1,1-Bis(diphenylphosphino)methane (dppm), is an organophosphorus compound with the formula CH_{2}(PPh_{2})_{2}. Dppm, a white, crystalline powder, is used in inorganic and organometallic chemistry as a ligand. It is more specifically a chelating ligand because it is a ligand that can bond to metals with two phosphorus donor atoms.
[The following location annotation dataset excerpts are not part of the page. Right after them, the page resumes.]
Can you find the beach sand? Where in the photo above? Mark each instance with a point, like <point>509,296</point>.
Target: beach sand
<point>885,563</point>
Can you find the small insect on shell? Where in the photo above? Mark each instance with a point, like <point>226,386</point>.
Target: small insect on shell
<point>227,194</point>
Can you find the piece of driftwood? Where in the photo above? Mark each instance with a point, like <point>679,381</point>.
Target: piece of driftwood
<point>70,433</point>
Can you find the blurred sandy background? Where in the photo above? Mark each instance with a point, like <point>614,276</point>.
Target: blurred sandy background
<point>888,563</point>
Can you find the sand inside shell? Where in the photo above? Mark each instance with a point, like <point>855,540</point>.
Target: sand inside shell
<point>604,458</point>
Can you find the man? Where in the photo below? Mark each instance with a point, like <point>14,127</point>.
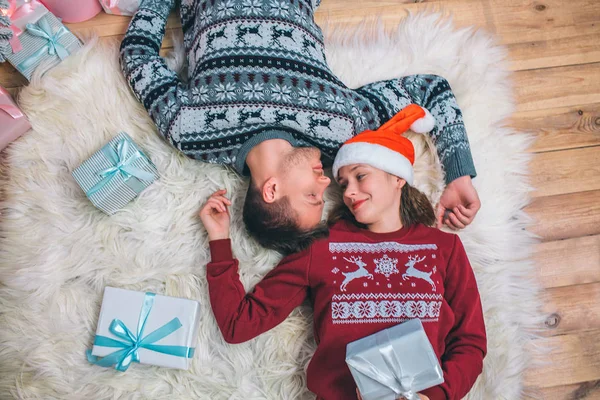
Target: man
<point>261,98</point>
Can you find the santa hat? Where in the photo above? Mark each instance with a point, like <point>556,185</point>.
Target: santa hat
<point>386,148</point>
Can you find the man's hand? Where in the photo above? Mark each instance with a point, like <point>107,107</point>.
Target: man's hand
<point>459,204</point>
<point>215,215</point>
<point>421,396</point>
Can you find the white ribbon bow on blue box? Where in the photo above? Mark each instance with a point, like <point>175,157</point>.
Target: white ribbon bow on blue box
<point>145,327</point>
<point>116,174</point>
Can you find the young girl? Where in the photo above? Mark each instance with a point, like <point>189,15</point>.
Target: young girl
<point>381,265</point>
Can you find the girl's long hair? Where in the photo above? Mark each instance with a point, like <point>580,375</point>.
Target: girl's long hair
<point>415,208</point>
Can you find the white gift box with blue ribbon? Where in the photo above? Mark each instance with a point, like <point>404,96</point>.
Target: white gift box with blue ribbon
<point>395,362</point>
<point>44,40</point>
<point>116,174</point>
<point>145,327</point>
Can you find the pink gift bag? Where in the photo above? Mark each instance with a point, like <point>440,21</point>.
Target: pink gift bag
<point>73,10</point>
<point>13,123</point>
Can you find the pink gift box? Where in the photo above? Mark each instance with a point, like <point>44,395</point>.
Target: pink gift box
<point>13,123</point>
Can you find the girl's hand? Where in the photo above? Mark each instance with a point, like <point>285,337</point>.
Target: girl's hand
<point>215,215</point>
<point>421,396</point>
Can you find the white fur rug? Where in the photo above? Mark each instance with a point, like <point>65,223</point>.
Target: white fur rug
<point>57,252</point>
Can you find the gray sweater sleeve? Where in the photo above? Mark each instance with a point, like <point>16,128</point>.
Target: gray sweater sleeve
<point>156,86</point>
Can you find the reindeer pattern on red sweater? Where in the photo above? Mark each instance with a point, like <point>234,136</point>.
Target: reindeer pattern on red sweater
<point>384,282</point>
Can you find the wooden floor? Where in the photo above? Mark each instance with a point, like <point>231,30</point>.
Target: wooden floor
<point>554,47</point>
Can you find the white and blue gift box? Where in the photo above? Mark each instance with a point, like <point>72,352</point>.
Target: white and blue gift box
<point>145,327</point>
<point>116,174</point>
<point>398,361</point>
<point>43,41</point>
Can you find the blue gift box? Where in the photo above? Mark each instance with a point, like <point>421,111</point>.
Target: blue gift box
<point>45,41</point>
<point>116,174</point>
<point>395,362</point>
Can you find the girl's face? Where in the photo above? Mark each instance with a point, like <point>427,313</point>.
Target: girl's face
<point>372,195</point>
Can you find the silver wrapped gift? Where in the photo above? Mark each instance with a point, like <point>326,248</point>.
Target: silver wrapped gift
<point>395,362</point>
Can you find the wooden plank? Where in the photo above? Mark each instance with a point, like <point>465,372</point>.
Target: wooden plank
<point>538,34</point>
<point>565,171</point>
<point>561,128</point>
<point>565,216</point>
<point>548,33</point>
<point>574,358</point>
<point>568,262</point>
<point>578,391</point>
<point>571,309</point>
<point>557,87</point>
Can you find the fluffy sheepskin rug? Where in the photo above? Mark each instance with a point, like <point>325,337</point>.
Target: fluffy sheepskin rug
<point>57,252</point>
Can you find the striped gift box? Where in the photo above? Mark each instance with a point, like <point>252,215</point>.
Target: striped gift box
<point>46,50</point>
<point>116,174</point>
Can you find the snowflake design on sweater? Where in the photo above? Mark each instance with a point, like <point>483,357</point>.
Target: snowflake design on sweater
<point>200,94</point>
<point>279,9</point>
<point>281,93</point>
<point>386,265</point>
<point>226,9</point>
<point>253,91</point>
<point>335,102</point>
<point>252,7</point>
<point>225,91</point>
<point>308,97</point>
<point>206,16</point>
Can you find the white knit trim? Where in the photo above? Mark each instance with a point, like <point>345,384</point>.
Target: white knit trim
<point>425,124</point>
<point>376,156</point>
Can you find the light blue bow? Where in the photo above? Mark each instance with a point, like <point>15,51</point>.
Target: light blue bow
<point>123,358</point>
<point>43,29</point>
<point>121,165</point>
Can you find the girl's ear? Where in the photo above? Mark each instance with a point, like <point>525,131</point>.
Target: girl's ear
<point>400,182</point>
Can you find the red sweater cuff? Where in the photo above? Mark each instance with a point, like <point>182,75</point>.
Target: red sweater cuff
<point>435,393</point>
<point>220,250</point>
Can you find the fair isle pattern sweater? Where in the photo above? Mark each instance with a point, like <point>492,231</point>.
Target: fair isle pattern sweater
<point>359,283</point>
<point>257,71</point>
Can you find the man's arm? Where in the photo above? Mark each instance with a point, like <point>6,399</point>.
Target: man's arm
<point>242,316</point>
<point>155,85</point>
<point>433,93</point>
<point>460,202</point>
The natural bite angle is 73°.

==Synthesis and reactivity==
1,1-Bis(diphenylphosphino)methane was first prepared by the reaction of sodium diphenylphosphide (Ph_{2}PNa) with dichloromethane:
Ph_{3}P + 2 Na → Ph_{2}PNa + NaPh
2NaPPh_{2} + CH_{2}Cl_{2} → Ph_{2}PCH_{2}PPh_{2} + 2 NaCl

The methylene group (CH_{2}) in dppm (and especially its complexes) is mildly acidic. The ligand can be oxidized to give the corresponding oxides and sulfides CH_{2}[P(E)Ph_{2}]_{2} (E = O, S). The methylene group is even more acidic in these derivatives.

==Coordination chemistry==
As a chelating ligand, 1,1-bis(diphenylphosphino)methane forms a four-membered ring with the constituents MP_{2}C. The ligand promotes the formation of bimetallic complexes that feature five-membered M_{2}P_{2}C rings. In this way, dppm promotes the formation of bimetallic complexes. One such example is the dipalladium chloride, Pd_{2}Cl_{2}(dppm)_{2}. In this complex, the oxidation state for the Pd centres are I. Bis(diphenylphosphino)methane gives rise to a family of coordination compounds known as A-frame complexes.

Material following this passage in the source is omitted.